Sistem değişse de şu anayasal kavramlar Cumhuriyet rejiminin teminatı olmayı sürdürecek:
“İnsan hakları”, “demokratik, laik ve sosyal hukuk devleti” ve “adalet anlayışı”...
“İnsan hakları” kavramının altında da yine Anayasa ile güvence altına alınmış, sistem değişse de değişmeyecek haklar olduğunu unutmayın. Türkiye’nin taraf olup kendi yasalarının üzerinde kabul ettiği Avrupa İnsan Hakları Sözleşmesi’nde sıralanan o haklar arasında “yaşam hakkı”, “özgürlük ve güvenlik hakkı”, “mülkiyet hakkı”, “adil yargılanma hakkı” gibi temel hak ve özgürlükler de var.
Yeni sistemde hükümet nasıl oluşursa oluşsun, kritik koltuklarda kim oturursa otursun, bu kavramların ve hakların hiçbirinden ödün verilmemesi gerekiyor.
Çünkü Türkiye’nin dünyaya entegre olması, ilk 20 ekonomi içinde yerini koruyabilmesi, hatta üst sıralara çıkabilmesi doğrudan bu kavramların ve temel insan haklarının varlığına bağlı.
Zira, yeterince petrol ve doğalgaz kaynağı olmayan bir ülke ve bankalarda yeterince tasarrufu olmayan bir millet olarak “sanayi üretimimizi ve ihracatımızı arttırmak, yabancı yatırımcıları ve turistleri ülkemize çekebilmek” dışında bir zenginlik reçetemiz yok.

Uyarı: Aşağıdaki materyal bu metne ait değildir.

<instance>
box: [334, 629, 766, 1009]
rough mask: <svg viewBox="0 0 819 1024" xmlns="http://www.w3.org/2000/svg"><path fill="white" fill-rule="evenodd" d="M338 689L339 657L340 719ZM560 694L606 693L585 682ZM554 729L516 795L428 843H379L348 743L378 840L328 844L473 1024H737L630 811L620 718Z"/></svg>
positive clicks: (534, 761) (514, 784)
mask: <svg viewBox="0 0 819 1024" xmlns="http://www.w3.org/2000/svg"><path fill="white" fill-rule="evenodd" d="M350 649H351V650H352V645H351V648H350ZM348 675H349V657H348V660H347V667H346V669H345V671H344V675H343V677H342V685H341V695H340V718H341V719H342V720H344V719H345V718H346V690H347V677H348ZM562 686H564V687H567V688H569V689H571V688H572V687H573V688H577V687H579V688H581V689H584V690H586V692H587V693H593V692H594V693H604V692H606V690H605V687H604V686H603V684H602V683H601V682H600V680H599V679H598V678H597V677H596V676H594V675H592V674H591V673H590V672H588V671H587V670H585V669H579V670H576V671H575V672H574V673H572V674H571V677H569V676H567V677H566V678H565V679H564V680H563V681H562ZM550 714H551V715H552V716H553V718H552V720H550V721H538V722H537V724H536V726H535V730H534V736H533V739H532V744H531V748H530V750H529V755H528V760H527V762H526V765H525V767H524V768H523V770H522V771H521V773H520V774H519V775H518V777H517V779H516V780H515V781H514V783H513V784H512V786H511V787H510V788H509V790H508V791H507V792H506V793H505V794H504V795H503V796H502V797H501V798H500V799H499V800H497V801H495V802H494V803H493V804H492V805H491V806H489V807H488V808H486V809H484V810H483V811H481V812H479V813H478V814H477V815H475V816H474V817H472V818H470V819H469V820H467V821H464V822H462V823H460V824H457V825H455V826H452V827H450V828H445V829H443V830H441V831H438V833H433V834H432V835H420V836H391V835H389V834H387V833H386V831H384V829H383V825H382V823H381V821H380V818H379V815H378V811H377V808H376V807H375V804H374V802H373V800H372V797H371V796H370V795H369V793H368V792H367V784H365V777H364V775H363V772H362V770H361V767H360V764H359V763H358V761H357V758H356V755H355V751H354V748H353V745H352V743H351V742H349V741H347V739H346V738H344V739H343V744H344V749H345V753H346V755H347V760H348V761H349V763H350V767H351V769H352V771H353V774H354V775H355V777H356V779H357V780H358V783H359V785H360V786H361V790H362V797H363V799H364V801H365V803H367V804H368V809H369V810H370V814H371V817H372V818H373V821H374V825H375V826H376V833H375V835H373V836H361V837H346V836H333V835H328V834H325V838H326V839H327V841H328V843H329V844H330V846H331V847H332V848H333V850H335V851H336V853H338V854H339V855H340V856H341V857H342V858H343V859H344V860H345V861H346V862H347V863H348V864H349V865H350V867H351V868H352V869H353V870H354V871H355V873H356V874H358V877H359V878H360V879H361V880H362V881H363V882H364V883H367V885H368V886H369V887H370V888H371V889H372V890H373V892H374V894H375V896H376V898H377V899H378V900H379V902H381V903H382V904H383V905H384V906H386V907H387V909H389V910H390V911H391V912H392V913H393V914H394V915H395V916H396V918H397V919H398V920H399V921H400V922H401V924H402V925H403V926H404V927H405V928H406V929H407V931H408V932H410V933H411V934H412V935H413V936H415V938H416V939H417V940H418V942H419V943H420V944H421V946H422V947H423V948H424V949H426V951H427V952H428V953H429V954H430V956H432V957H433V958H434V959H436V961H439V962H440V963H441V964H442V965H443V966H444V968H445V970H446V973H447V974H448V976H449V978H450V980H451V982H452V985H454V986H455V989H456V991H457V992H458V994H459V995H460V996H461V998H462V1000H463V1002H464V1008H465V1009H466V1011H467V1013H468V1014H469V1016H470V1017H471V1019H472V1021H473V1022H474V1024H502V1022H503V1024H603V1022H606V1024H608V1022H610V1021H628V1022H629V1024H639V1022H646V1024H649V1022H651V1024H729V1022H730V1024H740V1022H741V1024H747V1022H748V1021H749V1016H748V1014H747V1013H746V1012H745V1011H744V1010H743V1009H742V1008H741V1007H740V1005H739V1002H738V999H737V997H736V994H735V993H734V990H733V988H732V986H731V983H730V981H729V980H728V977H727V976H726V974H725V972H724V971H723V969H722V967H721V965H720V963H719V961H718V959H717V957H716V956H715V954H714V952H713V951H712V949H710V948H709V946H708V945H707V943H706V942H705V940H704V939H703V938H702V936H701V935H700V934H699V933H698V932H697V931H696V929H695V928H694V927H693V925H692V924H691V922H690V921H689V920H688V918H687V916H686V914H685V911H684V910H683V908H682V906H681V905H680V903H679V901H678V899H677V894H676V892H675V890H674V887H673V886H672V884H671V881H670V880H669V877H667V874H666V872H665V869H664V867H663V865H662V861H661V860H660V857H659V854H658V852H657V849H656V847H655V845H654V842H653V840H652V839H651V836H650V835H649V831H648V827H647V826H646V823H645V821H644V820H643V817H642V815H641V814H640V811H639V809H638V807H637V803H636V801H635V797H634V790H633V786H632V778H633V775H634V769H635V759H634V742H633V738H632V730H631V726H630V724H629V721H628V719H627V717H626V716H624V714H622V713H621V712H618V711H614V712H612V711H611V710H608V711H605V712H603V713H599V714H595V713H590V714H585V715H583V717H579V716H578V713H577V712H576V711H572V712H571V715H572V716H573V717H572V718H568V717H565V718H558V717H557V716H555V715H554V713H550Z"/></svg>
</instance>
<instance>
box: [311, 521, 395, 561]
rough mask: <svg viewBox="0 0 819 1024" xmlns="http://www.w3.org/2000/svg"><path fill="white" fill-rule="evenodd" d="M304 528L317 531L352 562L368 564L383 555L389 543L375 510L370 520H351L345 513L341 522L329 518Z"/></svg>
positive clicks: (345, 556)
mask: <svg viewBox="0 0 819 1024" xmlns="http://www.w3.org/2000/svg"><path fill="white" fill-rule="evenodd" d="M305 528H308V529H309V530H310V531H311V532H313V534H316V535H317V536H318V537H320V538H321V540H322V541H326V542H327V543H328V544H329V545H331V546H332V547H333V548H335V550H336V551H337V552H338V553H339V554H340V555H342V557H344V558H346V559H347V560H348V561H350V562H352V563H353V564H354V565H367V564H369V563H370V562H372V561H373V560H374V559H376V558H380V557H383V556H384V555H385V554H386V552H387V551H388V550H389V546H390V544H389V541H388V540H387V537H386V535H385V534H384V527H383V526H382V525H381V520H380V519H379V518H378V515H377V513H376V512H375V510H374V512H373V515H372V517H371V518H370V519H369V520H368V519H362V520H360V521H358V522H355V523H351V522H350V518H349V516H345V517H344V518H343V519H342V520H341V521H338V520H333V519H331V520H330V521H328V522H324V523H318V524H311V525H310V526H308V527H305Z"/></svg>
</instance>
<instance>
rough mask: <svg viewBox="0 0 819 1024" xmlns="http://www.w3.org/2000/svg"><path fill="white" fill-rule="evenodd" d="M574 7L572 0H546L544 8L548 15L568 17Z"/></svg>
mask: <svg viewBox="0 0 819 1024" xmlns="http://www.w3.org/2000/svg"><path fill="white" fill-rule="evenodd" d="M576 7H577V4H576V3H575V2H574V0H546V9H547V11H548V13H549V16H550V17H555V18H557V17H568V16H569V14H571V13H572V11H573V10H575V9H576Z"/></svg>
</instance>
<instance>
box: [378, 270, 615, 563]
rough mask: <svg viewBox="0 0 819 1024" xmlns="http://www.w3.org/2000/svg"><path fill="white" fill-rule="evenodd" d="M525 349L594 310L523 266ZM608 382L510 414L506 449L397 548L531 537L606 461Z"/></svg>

Yabancı yatırımcılar, bir ülkeye para yatırmadan önce, şeffaf, denetlenebilir ve hesap verebilir bir hukuk düzenini ve rekabet ederek kazanabileceği serbest piyasa şartlarının oluşup oluşmadığına bakar. Hatta bununla da yetinmeyip gidecekleri ülkenin Avrupa Birliği, Avrupa Konseyi, Dünya Ticaret Örgütü, Dünya Bankası, IMF ve NATO gibi küresel kuruluşlarla ilişkisinin/bağının niteliğine bakar.
Paralı turistler, gittikleri ülkedeki hukuk sistemini en büyük güvenceleri olarak görür. “İnsan hakları ihlalleri haberleri” gelen ülkelere gitmek istemezler. Piramitleri, mumyaları, Şarm el Şeyh şehri ile bir dönem turist akınına uğrayan Mısır’da turizmin geldiği noktaya bakın, ne demek istediğimi anlarsınız.
İhracatın arttırılması ise Türkiye’nin mümkün olduğu kadar çok ülke ile iyi ilişkiler kurmasından, pazarını büyütmesinden geçiyor. Başka bir deyişle, Anadolu dışındaki insanların, Anadolu topraklarında üretilen ürünleri tüketmesinden...
Genç nüfusumuz, dünya pazarlarında risk alabilen, en sert koşullarda rekabet edebilen girişimcilerimiz ve tarihi/kültürel/coğrafi zenginliklerimiz hazır.
Yeni sistem, yeni bakanlar, yeni milletvekilleri, reformcu, demokratik, adil, eşitlikçi ve özgürlükçü bir ortam yaratmayı başarırsa demokrasiyi taçlandırır ve Türkiye gerçekten uçuşa geçer. Aksi takdirde, eski sistem gibi “dış mihrakları” ve bilumum “korkuları” kendi önüne engel olarak koymaya devam ederse yerimizde saymaya devam ederiz.